Alignment post-training for LLMs: lessons learned making it work

I recently completed a research project where the objective was to get a Language Model (LM) to perform entity and relationship (ER) extraction over noisy, short-form web documents, at scale.  Since the task involved processing a large volume of documents on an hourly basis, throughput speed was key - both in terms of the time-to-first-token (TTFT) and the tokens-per-second (TPS).
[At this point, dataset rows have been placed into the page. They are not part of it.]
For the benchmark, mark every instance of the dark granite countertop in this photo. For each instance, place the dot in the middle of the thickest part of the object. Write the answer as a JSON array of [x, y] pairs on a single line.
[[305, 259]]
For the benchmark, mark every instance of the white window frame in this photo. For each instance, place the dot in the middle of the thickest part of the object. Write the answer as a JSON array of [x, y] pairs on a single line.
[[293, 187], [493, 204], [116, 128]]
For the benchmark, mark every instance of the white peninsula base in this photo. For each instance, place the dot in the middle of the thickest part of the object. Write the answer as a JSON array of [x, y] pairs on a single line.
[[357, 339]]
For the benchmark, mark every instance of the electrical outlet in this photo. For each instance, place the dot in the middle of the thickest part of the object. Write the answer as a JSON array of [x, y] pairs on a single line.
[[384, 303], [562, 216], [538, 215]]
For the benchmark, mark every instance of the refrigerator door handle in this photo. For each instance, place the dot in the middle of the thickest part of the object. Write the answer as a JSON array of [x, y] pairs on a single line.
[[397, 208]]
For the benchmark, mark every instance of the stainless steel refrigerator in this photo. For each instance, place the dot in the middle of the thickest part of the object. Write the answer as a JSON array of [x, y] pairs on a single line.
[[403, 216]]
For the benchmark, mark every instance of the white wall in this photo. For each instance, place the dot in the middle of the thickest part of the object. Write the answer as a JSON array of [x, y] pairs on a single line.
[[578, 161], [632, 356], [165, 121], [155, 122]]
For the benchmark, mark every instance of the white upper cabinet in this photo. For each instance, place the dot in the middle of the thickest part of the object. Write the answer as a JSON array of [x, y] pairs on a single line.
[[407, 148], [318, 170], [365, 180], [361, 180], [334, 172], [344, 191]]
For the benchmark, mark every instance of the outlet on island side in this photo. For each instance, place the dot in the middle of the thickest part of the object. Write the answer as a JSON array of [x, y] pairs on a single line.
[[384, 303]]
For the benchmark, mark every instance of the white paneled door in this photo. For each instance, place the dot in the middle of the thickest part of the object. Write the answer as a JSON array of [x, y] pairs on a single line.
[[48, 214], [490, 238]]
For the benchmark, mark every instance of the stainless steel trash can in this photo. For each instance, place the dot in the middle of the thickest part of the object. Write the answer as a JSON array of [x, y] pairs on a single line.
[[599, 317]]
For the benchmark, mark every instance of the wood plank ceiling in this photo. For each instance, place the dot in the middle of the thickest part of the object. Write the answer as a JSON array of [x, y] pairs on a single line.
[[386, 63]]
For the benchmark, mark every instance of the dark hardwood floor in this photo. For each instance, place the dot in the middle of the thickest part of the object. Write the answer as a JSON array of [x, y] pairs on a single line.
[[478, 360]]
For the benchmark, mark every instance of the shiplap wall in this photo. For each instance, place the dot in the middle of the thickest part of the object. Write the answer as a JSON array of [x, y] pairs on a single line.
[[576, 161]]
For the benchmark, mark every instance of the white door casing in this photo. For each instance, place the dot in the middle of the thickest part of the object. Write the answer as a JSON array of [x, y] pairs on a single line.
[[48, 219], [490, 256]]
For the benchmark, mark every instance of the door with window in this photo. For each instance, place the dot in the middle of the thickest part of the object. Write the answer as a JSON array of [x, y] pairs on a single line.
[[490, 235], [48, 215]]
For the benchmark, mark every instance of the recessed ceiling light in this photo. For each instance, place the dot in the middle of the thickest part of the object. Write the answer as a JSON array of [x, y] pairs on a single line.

The LM was required to read the documents and extract a list of key entities together with succinct descriptions. Then it had to infer both the explicit and implied relationships between these entities and summarise them. Furthermore, the client had some very specific requirements about the specific kinds of entities and relationships they were interested in, and those which they were not.

This use case - fast inference on a specific task - is a great example of a situation where customising a small, efficient LM made more sense than using a frontier service. By hosting a small LM, we could engineer the set-up to achieve blazingly fast inference speeds at low cost. Furthermore, by applying post-training techniques, we could get task-specific performance of the smaller LM to a level equivalent with leading frontier models.

In this blog, I’ll explain how we did it and what we learned along the way.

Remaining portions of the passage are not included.